CINCINNATI (TDB) -- When Mitt Romney jumped into the Republican presidential contest, he tried to get some mileage out his dad's role in the U.S. automobile industry. He recalled that George Romney, the former Michigan governor who ran American Motors, pioneered the concept of high-mileage cars. That statement is not quite correct, a bit shifty like saying a little old lady only drove this baby on Sundays.

Still, it was not a total "Would you buy a used car from this man?" blunder. But one has to wonder: How could Romney be so in error about the history of the U.S. automobile industry, an industry he grew up in?

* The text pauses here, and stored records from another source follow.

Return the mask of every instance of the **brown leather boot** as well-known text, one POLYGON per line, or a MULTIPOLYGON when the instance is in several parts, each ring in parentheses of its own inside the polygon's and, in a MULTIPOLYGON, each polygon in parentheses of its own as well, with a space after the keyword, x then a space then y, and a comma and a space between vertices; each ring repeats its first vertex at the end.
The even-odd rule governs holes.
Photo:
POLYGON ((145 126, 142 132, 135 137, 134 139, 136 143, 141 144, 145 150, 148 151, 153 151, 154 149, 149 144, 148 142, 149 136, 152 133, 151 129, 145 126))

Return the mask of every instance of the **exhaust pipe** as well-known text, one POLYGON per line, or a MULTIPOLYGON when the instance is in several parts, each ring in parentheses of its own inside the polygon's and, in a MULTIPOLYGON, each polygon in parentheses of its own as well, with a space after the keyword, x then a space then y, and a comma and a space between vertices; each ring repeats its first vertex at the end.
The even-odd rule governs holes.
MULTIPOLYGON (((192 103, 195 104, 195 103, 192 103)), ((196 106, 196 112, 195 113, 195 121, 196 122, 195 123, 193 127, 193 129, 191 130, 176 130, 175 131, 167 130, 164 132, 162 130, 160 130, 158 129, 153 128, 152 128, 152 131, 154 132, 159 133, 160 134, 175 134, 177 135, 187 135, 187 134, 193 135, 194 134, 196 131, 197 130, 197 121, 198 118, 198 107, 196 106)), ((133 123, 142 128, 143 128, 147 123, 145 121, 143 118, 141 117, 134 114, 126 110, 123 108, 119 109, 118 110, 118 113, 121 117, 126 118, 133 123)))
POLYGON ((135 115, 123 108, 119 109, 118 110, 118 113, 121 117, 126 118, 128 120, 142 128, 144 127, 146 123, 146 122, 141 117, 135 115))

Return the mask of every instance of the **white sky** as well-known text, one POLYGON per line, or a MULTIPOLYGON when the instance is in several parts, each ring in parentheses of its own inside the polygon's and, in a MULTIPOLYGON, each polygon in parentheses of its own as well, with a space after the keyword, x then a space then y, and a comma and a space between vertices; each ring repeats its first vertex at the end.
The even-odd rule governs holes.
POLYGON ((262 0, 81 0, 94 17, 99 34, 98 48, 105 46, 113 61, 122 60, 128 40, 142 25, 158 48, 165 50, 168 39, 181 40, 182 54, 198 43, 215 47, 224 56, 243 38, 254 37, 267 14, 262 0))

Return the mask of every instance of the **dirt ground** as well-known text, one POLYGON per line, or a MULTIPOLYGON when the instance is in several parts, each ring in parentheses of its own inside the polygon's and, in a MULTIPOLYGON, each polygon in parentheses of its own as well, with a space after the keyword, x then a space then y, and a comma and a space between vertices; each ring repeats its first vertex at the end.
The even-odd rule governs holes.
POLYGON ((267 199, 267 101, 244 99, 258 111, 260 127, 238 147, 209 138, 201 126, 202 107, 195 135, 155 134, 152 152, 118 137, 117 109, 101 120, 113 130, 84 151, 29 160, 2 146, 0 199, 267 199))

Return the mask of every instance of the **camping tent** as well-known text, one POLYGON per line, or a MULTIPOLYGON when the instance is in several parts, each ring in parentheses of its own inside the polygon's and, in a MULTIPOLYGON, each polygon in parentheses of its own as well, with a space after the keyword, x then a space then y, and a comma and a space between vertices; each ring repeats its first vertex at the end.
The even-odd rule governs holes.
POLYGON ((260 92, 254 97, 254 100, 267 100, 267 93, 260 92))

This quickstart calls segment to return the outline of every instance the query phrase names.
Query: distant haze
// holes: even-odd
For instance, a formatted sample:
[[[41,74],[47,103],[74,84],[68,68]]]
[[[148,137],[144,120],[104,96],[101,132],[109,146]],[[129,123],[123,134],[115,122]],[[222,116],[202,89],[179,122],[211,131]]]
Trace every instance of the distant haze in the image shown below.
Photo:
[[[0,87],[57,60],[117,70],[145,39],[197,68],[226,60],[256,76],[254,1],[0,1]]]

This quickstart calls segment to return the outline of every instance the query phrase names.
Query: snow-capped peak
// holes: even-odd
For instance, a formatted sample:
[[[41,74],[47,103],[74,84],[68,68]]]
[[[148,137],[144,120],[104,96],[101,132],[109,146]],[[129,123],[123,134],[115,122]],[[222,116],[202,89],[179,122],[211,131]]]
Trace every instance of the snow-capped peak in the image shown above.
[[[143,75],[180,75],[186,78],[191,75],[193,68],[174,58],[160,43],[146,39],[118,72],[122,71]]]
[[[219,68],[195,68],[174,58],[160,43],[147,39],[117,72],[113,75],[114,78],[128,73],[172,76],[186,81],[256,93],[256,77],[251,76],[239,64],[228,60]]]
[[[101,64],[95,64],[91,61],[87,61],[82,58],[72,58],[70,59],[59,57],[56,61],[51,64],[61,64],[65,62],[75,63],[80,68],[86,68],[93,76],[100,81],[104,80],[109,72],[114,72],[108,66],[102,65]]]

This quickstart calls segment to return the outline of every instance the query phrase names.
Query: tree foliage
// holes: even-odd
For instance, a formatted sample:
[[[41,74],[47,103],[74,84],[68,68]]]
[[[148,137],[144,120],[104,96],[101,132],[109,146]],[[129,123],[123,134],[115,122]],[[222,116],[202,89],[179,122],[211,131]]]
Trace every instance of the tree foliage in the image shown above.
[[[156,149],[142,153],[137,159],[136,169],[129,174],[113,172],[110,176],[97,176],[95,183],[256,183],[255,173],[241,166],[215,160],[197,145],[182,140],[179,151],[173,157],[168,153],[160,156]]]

Here's what the candidate said in his speech upon entering the '08 GOP contest: "The Rambler automobile he [George Romney] championed was the first American car designed and marketed for economy and mileage. He dubbed it a compact car, a car that would slay the gas-guzzling dinosaurs. It transformed the industry."

But historians know that Powel Crosley, an Ohioan who once owned the Cincinnati Reds and became wealthy manufacturing radios in the early 20th Century, was way ahead of George Romney. The Crosley Automobile Co. started building small, lightweight cars in the late 1930s and they cost less than $400. The mileage: Reportedly anywhere from 35 mpg to 50 mpg. Although never wildly popular, the cars were said to be in demand during World War II when gasoline was rationed.

The Crosley never caught on and the company ceased production around 1952. Americans loved bigger vehicles, as George Romney himself learned at American Motors, a company eventually swallowed up by a financially healthier Chrysler Corp. Crosley built less than 100,000 cars.

A collectors' Web site is HERE and there is plenty more available on this INDIANA HISTORY portal that describes the sad fate of the nation's first economy cars. Crosley tried to sell the vehicles through department stores like Macy's. And there are those who suggest he was copying the Volkswagen, which was growing popular in Germany as a mass-produced form of cheap transportation.

Mitt Romney's presidential announcement says George Romney used to teach him about automotive history. "Dad and I loved cars. Most kids read the sports box scores. Dad and I read Automotive News. We came here together, him teaching me about cars that we built before my time."

Wonder how he missed the lesson about the Crosley?